Since 1968, Gojowczyk has been making book objects: works of art fabricated through the manipulation of books and other printed matter. His handling of this material is at once destructive and poetic, combining technical virtuosity with a sensitive understanding of emotion. Using alternately witty, playful, and satirical methods, his book objects transform the intellectual into the physical. In so doing, Gojowczyk allows his humble materials to shed their identity and become symbols of deconstruction, reconstruction, alienation, and transformation. The intimate, human scale of his works, combined with their ephemeral, often organic materials imparts a sense of fragility. It is precisely this quality that led Schmalenbach to assert that, “the magic of his art cannot be missed.”
Hubertus Gojowczyk was born in 1943 in the German state of Silesia (modern Poland). After receiving a degree in education, he studied at the Art Academy of Dusseldorf from 1967 to 1971. There, he worked extensively with Joseph Beuys and Dieter Roth, who is often credited with defining the modern artist’s book in the 1950s and 60s. Roth’s pioneering use of found books and publications, including comic books and newspapers, was likely a source of inspiration to Gojowczyk. In addition to regular exhibitions at Moeller Fine Art in New York and Berlin, Gojowczyk participated in Kassel’s Documenta 5 and 6 (1975, 1977). At the Documenta 6 in 1977, he showed his well-received Tür zur Bibliothek (Door to the Library.) The artist’s first US retrospective, The Book As Object, was held at Moeller Fine Art in 2005, followed by a major exhibition at the Deutsche Nationalbibliotek in Frankfurt from 2008-2009.

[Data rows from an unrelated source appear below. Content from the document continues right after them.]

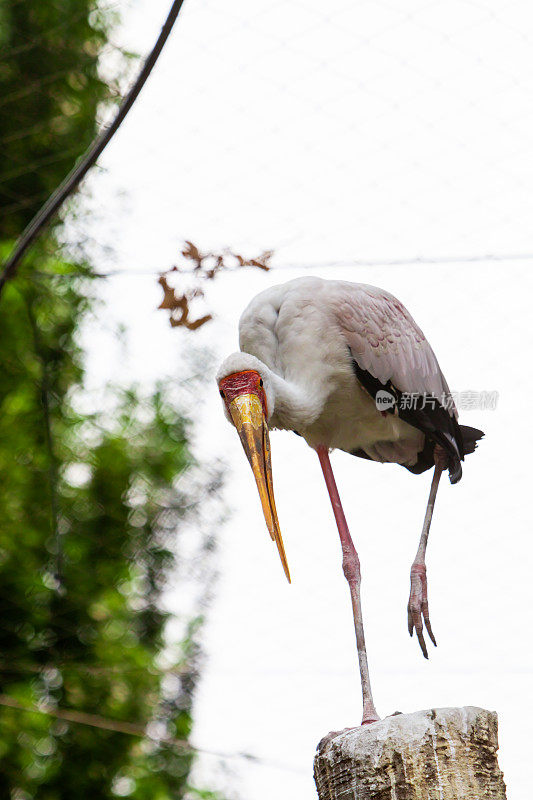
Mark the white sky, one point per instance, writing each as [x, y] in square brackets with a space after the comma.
[357, 131]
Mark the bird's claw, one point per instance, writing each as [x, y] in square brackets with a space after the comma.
[417, 608]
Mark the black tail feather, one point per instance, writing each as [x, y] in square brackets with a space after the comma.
[471, 436]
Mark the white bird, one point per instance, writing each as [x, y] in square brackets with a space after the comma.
[345, 366]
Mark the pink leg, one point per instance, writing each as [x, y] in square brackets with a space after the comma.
[417, 607]
[352, 573]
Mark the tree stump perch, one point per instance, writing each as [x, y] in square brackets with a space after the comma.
[438, 754]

Moeller Fine Art’s current exhibition spans most of the artist’s career, from 1971 to 2013. At first glance, the works seem like they were drawn from a cabinet of curiosities, with natural specimens and leather-bound books vying for attention with sheaves of music and pairs of discarded spectacles. These subtle allusions to literature, art history, music, and semantics make the presentation both serious and humorous. These motifs are united by the overarching theme of time, whether in the musical sense, as in Little and Large Metronome and Four-four time Etude; the natural sense, as in the seasons of Composition and the slow decay of Ruin; or the literal sense, as in Clock II.

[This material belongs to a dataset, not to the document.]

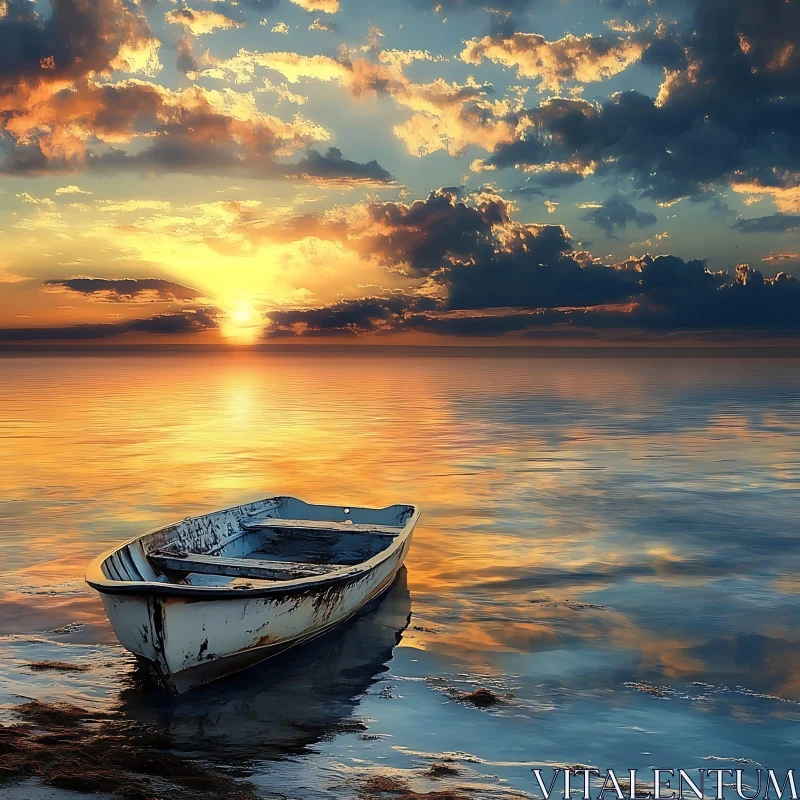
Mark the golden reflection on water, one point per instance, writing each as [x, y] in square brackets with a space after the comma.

While these cerebral themes and allusions make for good art historical criticism, the viewer is ultimately struck by the sheer ephemeral, fragile beauty of both Gojowczyk’s material uses, and the finished works themselves. As if by magic, a feather supports volumes of Balzac, frozen in the moment just before falling. A circle of butterfly wings lifts a novel as it literally flies off the shelf. Tiny grass stems transform sheet music into a golden forest. Standing before these objects, just as if reading a book, it is easy to lose oneself in a quiet introspective moment, lit up by printed material in all of its forms and functions.